CIResDiff: A Clinically-Informed Residual Diffusion Model for Predicting Idiopathic Pulmonary Fibrosis Progression

TL;DR

IPF progression prediction is challenged by criteria that rely on changes between two scans; CIResDiff addresses this by generating the follow-up CT from the initial CT using a Clinically-Informed Residual Diffusion model. The forward process shift leverages the lesion difference $e_0=y_0-x_0$ with a schedule $\{\\eta_t\}_{t=1}^T$, i.e., $q(x_t|x_0,y_0)=\mathcal{N}(x_t; x_0+\\eta_t e_0, k^2 \\eta_t I)$, while a learned reverse network recovers $x_0$ from $x_t$ and $y_0$ under a reconstruction loss.

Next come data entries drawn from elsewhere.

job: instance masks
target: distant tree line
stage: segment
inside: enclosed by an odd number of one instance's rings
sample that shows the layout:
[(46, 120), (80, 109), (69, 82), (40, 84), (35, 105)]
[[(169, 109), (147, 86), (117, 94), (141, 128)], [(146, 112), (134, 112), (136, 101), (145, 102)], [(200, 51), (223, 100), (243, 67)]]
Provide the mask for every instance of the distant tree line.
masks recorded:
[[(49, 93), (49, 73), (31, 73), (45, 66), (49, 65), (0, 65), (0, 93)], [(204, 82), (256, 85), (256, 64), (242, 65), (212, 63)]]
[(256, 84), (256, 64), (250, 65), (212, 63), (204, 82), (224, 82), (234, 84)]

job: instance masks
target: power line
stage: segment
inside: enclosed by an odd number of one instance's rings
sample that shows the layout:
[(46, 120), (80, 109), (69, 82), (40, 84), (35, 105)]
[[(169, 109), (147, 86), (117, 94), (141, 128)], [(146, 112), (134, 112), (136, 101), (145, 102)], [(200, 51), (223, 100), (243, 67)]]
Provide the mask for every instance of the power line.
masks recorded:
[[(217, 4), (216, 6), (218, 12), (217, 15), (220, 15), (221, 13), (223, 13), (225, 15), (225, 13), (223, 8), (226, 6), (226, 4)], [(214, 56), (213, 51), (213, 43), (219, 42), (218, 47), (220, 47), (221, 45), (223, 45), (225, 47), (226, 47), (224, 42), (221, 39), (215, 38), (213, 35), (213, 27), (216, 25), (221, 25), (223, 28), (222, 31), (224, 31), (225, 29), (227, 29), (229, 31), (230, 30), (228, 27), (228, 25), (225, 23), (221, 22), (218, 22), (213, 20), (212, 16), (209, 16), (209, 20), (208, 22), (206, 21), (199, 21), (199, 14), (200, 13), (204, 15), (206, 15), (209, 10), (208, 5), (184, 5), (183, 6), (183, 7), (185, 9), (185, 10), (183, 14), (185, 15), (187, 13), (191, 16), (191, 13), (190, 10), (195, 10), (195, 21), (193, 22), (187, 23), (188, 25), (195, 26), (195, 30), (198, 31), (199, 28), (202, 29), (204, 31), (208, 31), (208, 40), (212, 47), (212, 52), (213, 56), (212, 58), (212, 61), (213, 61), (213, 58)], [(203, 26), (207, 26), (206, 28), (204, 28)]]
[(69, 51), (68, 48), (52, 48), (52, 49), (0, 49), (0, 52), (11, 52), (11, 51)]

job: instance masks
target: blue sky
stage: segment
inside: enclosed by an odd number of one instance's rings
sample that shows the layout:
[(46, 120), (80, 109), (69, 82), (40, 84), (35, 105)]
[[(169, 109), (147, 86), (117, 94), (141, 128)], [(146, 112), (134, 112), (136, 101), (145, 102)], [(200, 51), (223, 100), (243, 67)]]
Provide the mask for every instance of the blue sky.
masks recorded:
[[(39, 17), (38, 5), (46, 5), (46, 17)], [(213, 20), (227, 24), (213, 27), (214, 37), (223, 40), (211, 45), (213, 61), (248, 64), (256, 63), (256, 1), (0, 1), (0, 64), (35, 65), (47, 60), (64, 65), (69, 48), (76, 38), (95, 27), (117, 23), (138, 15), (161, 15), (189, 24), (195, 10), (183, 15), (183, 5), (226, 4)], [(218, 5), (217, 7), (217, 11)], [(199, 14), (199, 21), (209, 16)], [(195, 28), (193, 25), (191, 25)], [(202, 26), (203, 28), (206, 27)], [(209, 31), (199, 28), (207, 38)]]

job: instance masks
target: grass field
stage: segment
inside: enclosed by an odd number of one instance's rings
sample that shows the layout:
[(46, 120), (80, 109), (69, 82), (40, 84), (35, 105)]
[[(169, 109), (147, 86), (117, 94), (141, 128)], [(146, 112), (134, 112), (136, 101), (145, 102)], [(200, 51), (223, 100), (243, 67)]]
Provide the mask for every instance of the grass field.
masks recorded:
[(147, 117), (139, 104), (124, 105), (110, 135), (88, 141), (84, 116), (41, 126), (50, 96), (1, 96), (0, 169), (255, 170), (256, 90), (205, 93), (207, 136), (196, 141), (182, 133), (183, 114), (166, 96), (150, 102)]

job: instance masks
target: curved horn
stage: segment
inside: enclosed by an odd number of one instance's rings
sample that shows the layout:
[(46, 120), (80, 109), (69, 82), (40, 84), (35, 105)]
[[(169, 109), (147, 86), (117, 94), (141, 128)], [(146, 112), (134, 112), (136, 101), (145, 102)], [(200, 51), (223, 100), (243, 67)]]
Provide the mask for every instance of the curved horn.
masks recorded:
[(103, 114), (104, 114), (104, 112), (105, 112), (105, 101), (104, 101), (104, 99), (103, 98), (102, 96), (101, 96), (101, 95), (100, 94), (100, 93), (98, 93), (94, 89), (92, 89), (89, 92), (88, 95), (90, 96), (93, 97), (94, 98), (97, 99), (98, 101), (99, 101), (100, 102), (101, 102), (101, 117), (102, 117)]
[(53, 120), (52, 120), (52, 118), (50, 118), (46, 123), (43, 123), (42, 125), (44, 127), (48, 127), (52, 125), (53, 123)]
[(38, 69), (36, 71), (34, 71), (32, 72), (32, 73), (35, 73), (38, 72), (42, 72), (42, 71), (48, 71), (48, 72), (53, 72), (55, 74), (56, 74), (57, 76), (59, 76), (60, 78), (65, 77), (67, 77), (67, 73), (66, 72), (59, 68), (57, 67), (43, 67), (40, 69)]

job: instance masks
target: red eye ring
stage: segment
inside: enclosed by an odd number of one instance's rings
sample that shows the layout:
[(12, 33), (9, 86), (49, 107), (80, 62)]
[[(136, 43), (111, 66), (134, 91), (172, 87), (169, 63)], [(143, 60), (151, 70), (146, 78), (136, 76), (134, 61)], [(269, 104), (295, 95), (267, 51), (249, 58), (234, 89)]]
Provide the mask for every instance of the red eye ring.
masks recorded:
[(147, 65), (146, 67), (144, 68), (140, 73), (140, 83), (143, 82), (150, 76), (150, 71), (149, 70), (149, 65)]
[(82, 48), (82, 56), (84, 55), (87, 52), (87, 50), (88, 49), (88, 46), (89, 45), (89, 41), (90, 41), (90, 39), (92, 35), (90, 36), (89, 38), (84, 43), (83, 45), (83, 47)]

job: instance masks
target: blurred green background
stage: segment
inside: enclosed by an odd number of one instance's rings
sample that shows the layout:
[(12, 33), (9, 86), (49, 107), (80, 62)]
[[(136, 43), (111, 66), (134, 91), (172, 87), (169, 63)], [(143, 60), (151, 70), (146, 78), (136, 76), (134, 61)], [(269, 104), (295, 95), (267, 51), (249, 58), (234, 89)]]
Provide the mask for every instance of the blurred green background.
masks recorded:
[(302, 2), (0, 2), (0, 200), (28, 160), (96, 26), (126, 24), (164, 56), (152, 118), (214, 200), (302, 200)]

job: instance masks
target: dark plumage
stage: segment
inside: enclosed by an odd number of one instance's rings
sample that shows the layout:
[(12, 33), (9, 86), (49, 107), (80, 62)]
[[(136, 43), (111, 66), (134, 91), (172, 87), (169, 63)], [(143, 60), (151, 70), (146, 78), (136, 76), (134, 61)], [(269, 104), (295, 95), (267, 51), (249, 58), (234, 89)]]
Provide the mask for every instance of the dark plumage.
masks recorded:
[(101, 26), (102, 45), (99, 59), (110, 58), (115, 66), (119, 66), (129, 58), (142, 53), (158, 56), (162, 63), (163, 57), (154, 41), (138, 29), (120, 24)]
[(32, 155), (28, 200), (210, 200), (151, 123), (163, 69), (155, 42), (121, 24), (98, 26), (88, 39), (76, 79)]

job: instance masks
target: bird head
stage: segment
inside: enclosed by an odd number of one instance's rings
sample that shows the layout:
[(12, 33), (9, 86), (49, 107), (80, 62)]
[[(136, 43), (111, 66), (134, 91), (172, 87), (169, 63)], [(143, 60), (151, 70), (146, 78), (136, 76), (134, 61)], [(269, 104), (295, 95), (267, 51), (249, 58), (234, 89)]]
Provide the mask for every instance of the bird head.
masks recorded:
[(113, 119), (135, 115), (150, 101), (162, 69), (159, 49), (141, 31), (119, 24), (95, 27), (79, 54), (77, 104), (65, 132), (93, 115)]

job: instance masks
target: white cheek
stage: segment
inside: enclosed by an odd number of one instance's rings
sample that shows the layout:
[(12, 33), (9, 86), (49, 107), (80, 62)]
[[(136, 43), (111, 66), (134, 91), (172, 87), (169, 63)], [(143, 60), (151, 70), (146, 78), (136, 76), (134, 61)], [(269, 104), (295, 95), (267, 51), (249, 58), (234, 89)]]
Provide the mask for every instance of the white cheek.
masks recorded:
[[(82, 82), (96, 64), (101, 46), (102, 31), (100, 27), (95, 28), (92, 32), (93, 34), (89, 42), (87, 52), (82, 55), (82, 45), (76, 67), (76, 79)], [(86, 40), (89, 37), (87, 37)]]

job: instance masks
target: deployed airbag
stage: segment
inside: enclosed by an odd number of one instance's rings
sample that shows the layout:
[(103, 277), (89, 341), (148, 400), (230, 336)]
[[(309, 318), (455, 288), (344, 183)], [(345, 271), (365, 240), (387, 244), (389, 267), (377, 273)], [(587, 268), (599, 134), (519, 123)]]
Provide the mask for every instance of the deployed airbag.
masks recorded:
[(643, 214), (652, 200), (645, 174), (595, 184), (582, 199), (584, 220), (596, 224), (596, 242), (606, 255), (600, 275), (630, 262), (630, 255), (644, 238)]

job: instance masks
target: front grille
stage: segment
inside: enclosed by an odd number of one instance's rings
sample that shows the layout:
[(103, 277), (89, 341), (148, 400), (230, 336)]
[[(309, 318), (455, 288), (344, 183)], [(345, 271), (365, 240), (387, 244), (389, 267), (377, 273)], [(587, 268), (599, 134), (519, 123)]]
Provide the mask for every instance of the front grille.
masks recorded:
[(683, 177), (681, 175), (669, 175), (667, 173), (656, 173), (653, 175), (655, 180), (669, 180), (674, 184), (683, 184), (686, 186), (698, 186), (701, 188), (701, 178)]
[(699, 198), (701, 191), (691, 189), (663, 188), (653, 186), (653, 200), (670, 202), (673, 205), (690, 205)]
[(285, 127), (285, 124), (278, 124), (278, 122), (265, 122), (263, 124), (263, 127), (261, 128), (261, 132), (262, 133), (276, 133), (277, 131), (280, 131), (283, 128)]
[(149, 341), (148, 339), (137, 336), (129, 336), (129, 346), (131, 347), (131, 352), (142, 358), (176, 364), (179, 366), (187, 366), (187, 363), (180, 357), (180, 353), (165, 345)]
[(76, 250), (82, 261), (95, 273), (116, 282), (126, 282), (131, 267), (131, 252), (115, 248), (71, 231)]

The method adds a CLIP-based clinically-informed process to fuse lung-function data into the diffusion reverse process via cross-attention, after aligning the target lung region. Experiments on the OSIC IPF dataset show that CIResDiff outperforms state-of-the-art diffusion and GAN-based methods in PSNR/SSIM and improves diagnostic utility of generated images, supporting earlier, more informed treatment decisions in IPF care.

Abstract

The progression of Idiopathic Pulmonary Fibrosis (IPF) significantly correlates with higher patient mortality rates. Early detection of IPF progression is critical for initiating timely treatment, which can effectively slow down the advancement of the disease. However, the current clinical criteria define disease progression requiring two CT scans with a one-year interval, presenting a dilemma: a disease progression is identified only after the disease has already progressed. To this end, in this paper, we develop a novel diffusion model to accurately predict the progression of IPF by generating patient's follow-up CT scan from the initial CT scan. Specifically, from the clinical prior knowledge, we tailor improvements to the traditional diffusion model and propose a Clinically-Informed Residual Diffusion model, called CIResDiff. The key innovations of CIResDiff include 1) performing the target region pre-registration to align the lung regions of two CT scans at different time points for reducing the generation difficulty, 2) adopting the residual diffusion instead of traditional diffusion to enable the model focus more on differences (i.e., lesions) between the two CT scans rather than the largely identical anatomical content, and 3) designing the clinically-informed process based on CLIP technology to integrate lung function information which is highly relevant to diagnosis into the reverse process for assisting generation. Extensive experiments on clinical data demonstrate that our approach can outperform state-of-the-art methods and effectively predict the progression of IPF.

Figures (4)

• Figure 1: Overview of proposed CIResDiff. (a) and (c) provide the framework of CIResDiff as well as depict its implementation during both the training and testing phases, and (b) illustrates the details of clinically-informed process.
• Figure 1: Quantitative results of ablation analysis, in terms of PSNR and SSIM.
• Figure 2: Diagnostic evaluation.
• Figure 3: Visual comparison of follow-up lung images produced by six different methods. From left to right are the input (initial scan), results of five other comparison methods (2nd-6th columns) and our CIResDiff (7th column), and the ground truth (follow-up scan). The corresponding difference maps between the generated results and GT are shown in the 2nd and 4th rows, where darker colors indicate larger differences. Red boxes show the lesion areas for detailed comparison.